- Antitrust regulators cited former CEO’s email, dinner partners
- Exxon agrees to exclude Pioneer Natural founder from board
The Federal Trade Commission’s allegations that shale trailblazer Scott Sheffield tried to collude with OPEC to prop up crude prices is unnerving US oil executives pursuing more than $100 billion in deals.
While Thursday’s green light from the FTC for Exxon Mobil Corp.’s $60 billion takeover of Pioneer Natural Resources Co. provided some relief to an industry undergoing unprecedented consolidation, a key condition of the approval is triggering shockwaves.
Sheffield, Pioneer’s founder and a high-profile figure in the shale industry, has been barred from joining Exxon’s board, according to the agreement reached between the companies and the FTC. That represents a step-change for the US antitrust agency, which in the past usually sought asset sales before assenting to deals, legal observers say.
“It’s definitely avant garde antitrust,” said Jeffrey Oliver, a partner at law firm Baker Botts LLP and former FTC official. “It’s way for them to appear tough on a deal that they couldn’t find a route to try and block on any other grounds.”
Chevron Corp., Occidental Petroleum Corp., Diamondback Energy Inc. and Chesapeake Energy Corp. are among the companies with pending transactions currently under FTC review.
The notion of the FTC scrutinizing individual executives has some companies with pending deals reviewing their regulatory-review strategies, as they are uncertain what the agency could throw at them next, according to people familiar with current deals.
The FTC hasn’t sought to block an oil or gas deal outright in recent memory, preferring to reach settlements.
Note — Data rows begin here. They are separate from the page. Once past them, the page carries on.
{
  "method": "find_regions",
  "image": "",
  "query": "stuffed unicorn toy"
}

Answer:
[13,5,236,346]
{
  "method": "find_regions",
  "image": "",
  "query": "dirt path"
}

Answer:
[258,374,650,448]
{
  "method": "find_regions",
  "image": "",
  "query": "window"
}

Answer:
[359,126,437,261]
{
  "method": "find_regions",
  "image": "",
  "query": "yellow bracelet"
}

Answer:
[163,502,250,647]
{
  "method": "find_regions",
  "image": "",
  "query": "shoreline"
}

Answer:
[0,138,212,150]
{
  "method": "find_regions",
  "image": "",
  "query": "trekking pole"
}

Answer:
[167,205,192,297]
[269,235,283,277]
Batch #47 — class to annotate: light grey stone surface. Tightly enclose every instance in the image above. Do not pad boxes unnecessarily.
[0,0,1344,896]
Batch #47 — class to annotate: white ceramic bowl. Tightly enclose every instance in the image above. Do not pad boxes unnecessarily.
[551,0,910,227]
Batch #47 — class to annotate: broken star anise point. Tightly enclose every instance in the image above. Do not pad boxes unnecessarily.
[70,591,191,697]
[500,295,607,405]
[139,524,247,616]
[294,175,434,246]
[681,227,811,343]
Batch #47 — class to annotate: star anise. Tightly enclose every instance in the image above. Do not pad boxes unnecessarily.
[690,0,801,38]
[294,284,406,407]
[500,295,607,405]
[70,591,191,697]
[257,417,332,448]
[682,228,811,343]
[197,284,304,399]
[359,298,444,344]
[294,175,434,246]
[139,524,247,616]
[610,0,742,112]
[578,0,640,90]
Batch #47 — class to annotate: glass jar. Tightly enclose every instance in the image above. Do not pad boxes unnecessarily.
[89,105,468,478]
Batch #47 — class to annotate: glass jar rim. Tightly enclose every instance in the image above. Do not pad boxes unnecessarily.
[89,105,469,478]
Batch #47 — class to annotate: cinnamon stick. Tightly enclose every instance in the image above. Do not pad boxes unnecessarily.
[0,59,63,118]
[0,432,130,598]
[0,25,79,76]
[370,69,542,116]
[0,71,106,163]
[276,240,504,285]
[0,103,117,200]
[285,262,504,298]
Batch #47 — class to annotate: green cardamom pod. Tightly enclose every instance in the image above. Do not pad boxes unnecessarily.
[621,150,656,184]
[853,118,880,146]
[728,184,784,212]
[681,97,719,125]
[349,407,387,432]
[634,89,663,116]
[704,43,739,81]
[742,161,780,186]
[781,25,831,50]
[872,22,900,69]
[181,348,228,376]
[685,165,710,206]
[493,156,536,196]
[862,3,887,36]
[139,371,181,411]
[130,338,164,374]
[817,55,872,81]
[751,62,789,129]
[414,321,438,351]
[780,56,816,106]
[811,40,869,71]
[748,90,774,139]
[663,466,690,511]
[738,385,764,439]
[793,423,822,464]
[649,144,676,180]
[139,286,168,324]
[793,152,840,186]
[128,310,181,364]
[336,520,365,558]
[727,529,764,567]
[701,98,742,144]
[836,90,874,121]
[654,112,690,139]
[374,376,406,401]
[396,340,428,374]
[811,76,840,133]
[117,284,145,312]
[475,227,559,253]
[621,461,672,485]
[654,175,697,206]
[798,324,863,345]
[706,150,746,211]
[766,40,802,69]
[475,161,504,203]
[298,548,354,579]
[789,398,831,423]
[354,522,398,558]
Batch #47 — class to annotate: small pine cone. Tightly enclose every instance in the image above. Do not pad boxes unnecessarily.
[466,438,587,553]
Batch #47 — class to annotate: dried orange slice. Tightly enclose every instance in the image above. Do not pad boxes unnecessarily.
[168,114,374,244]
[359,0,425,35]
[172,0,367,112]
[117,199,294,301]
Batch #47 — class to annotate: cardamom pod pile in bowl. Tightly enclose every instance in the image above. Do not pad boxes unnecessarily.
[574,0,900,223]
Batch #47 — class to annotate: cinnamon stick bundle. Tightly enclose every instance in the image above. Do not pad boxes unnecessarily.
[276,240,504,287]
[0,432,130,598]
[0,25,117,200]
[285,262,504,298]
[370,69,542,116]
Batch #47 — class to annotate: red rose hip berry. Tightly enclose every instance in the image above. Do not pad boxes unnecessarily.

Last year, the agency required a Quantum Energy Partners founder to give up a board seat on shale-gas driller EQT Corp. before it could proceed with an acquisition.
The FTC cited “voluminous evidence” that Sheffield, 71, sought to co-ordinate production levels across the US shale sector and align the industry with the Organization of Petroleum Exporting Countries, with whom he communicated extensively in private messages and dinners. The agency also cited public comments in which Sheffield advocated production discipline among American peers.
‘Predatory Practices’
In an 850-word rebuttal of the FTC allegations, Pioneer defended its co-founder, citing his role in driving US crude-production growth. His efforts to encourage discipline among drillers was aimed at improving investor returns and steeling the shale sector against OPEC’s “predatory practices,” the company said.
“Until today, the FTC has taken non-adversarial stances against oil industry mergers,” Jim Lucier, managing director at Capital Alpha Partners, wrote in a note to clients. “Now that stance is different. We will be on the lookout for other consent decrees, based on dubious legal theories, to be applied to oil industry mergers.”
The FTC’s decision comes agains a backdrop of hostility from Democratic lawmakers that accused oil executives of “deception and doublespeak” over climate change in an investigation in the House of Representatives this week. Liberal advocacy group Climate Power seized on the FTC move as evidence that Big Oil is “price gouging consumers so that Americans pay more at the pump even after years of record profits.”
13.1 Million Barrels
A positive note for the industry from the FTC ruling was its decision to define the oil market globally rather than a narrow, localized one that could have competition concerns. And on the whole, the agency hasn’t been seeking to outright block oil and gas transactions.
“The good news is, they’re not hamstringing these deals, not forcing divestments of assets, not doing anything that makes either party want to walk from a deal,” said Dan Pickering, founder of Pickering Energy Partners. “Ultimately, the deals are moving ahead pretty much as the two parties envisioned when they struck the deals.”
US oil production is currently about 13.1 million barrels a day, close to record levels and 40% higher than OPEC leader Saudi Arabia. US crude output more than doubled in the past 15 years, a result of the shale-oil revolution that Sheffield helped champion.
“This is the government trying to save some face — it’s irrelevant to the whole issue of antitrust,” said Leo Mariani, managing director at Roth MKM. Through Sheffield’s 50 years in the industry, “he’s never really had issues where people thought he was engaging in anti-competitive behaviors,” Mariani said.
“So it’s silly,” he added. “This whole thing is just politics ultimately. In an election year it helps to be tough on Big Oil.”